14 Temmuz 2010 Çarşamba

anonyma - eine frau in berlin

tezim nedeniyle savaş kavramıyla fazlasıyla yüzleşmiş ve şiddet kavramının gelişimini irdelemek zorunda kalmış biri olarak "berlin'de bir kadın"ın bildiğiniz savaş filmlerinden farklı bir kulvarda değerlendirmek gerektiğini belirtmeliyim. ikinci dünya savaşı içeriği nedeniyle suyu çıkarılmış bir konu olabilir, ama etik açıdan bakıldığında işlenmiş en büyük insanlık suçlarından biriyle yüzleşmenin bu denli kolay bitmemesi anlaşılır bir durum. isterseniz kapitalist açıdan bakın, sineğin bile yağ verdiği zengin bir içerik deyin. ne derseniz deyin, "anonyma - eine in frau in berlin" hem az değinilmiş bir konu olan 'savaşta kadın' sorunsalına bakıyor, hem de kaynağını almış olduğu ve savaş sonrası basılıp, büyük tepkiler çektikten sonra ikinci basımı yasaklanan gerçek bir günlüğün yeniden hatırlanmasını sağlıyor. bir taşla iki kuş durumları...
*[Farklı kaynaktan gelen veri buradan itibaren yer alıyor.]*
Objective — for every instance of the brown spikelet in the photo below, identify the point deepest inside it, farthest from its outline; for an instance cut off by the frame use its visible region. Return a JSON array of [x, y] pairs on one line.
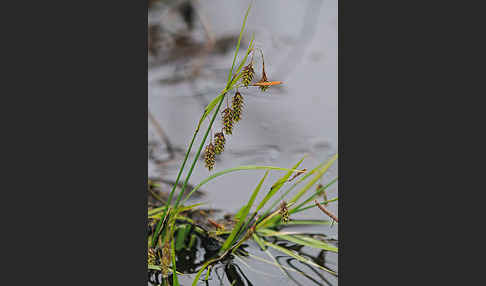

savaşta en çok yara alan -hoş, hayatın içinde de öyle değil mi zaten!- kadınlar oluyor yine. erkek egemen dünyanın "zayıf" elemanı hedef alınıyor. şiddet zayıf olana yöneltiliyor. elbette şimdi pek çoğu karşı çıkıp "ya çocuklar" diyeceklerdir. çocuklar kadın kavramının doğal bir uzantısı olarak yer alıyor, çok daha savunmasız onlar, ama şu an konumuz onlar değil. yetişkin olup, iyi ve kötü ayrımını idrak edebilen, ama yine de sistemin acımasızlığı karşısında çaresiz kalan bireyden bahsediyoruz.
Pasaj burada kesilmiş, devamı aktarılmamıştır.